I don’t have much more to say past this. I’ll still be around to answer questions, sure, but I wish all you followers the best on your journeys, wherever they may take you. I hope I’ve helped make the road ahead a little less scary and unknown for those who want to follow the path I took.

Stay sparkly, everyone, yeah? For Spot and me both!

This is my view of Spot for the next week and a half or so. Don’t worry, it doesn’t hurt!

My last stage of a buccal-graft (rebuilt with inside-of-the-mouth tissue) urethroplasty was this past Friday. I went home that same day, and I’ve been more or less asleep until today.

I low-key feel like I have to pee, all the time.
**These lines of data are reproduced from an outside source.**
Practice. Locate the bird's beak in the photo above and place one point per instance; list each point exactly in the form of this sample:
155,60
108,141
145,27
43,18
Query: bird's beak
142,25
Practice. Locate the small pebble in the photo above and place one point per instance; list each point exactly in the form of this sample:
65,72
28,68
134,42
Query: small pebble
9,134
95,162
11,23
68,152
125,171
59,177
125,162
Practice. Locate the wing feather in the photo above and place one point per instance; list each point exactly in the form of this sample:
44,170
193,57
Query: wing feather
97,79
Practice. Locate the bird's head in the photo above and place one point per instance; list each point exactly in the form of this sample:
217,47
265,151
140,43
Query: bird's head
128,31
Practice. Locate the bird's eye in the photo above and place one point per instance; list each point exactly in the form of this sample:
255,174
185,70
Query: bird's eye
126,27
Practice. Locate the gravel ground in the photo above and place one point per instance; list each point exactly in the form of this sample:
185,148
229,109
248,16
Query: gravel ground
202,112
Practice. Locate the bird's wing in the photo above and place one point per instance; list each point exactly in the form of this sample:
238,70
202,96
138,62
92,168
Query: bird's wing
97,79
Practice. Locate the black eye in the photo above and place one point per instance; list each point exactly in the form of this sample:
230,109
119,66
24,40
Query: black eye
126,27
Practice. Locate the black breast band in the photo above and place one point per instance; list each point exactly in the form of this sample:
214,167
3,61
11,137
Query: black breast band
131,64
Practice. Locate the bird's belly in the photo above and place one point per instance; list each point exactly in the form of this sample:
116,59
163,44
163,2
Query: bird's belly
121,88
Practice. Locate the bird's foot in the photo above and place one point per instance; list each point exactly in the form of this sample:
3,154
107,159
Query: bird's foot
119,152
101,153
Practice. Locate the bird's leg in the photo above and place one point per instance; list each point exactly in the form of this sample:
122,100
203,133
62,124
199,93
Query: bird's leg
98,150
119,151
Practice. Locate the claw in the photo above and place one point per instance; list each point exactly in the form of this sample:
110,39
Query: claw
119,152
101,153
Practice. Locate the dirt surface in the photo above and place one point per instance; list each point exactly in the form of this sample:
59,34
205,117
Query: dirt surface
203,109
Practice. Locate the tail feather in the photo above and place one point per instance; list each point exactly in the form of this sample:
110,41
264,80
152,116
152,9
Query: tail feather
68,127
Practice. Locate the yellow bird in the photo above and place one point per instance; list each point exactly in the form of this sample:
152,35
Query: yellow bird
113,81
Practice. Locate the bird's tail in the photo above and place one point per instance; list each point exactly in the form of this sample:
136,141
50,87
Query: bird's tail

This is normal, the same as any other time I’ve had a catheter in, though this time they’re giving me medication twice a day to prevent bladder spasms.
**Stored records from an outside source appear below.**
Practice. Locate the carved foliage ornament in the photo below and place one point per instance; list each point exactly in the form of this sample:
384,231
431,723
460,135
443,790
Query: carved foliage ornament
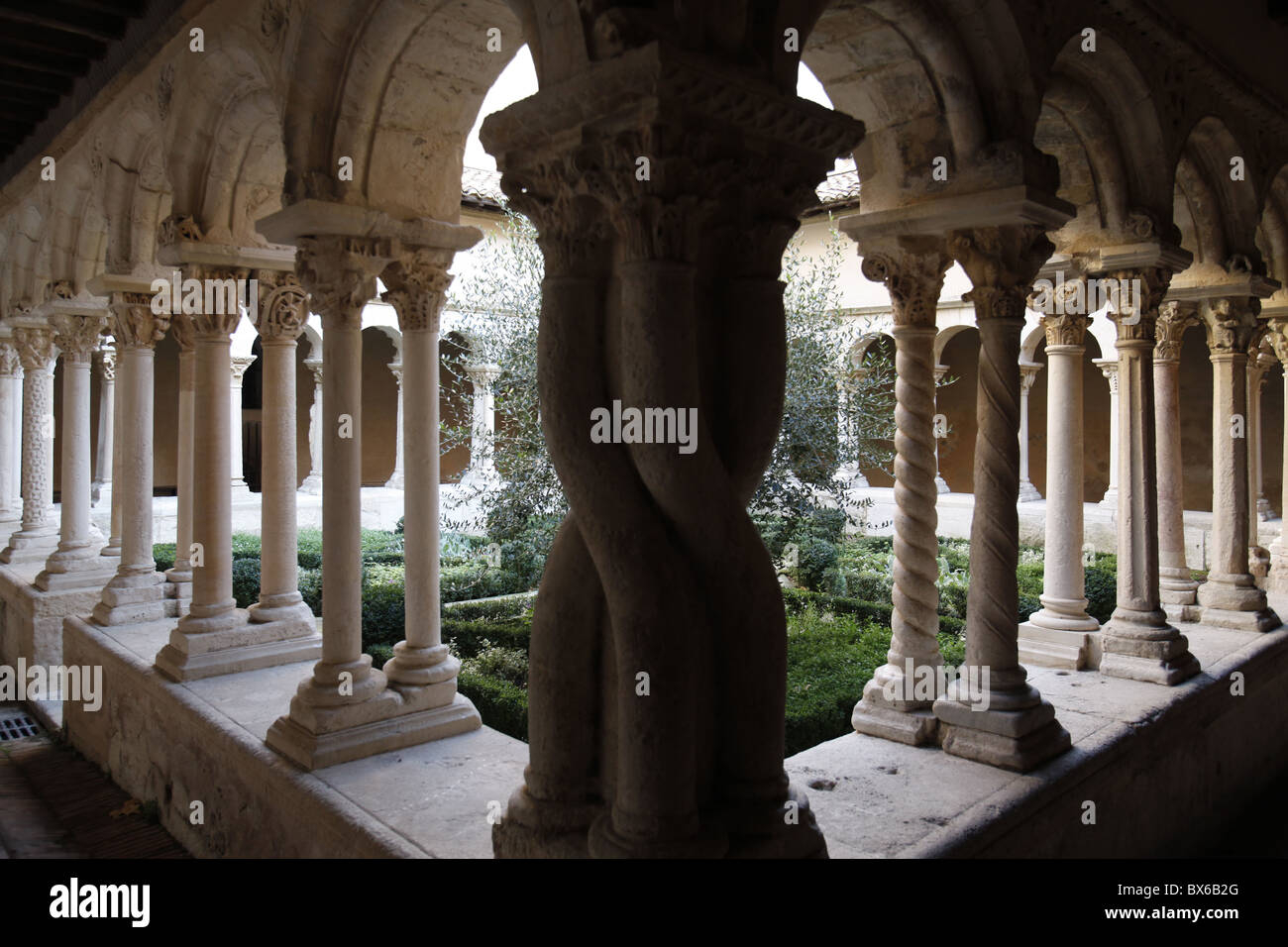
283,305
35,348
133,322
77,335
*Unlike* most other times, this stage of urethroplasty had me under total sedation, so they had to put a breathing tube down my throat during the surgery. I had a sore throat for the first couple days; it’s all fine again now.

Siiiigh. A year and a half of stricture complications since June 2015, and fingers crossed, this is THE LAST chapter in the Spot Surgery Saga. I have the catheter taken out two weeks after the surgery– as my doctor put it, “You’ll be peeing in a bag for Christmas, and standing up for 2017.”

Can’t wait. 83

The (fingers crossed) FINAL surgery to fix my stricture complications today was, as far as they can tell, a complete success. Two more weeks with a catheter bag in, and then, I’m home free.

Woo and yay, in all seriousness.

More details later. Now, to sleep some more. It’s been a long year and a half.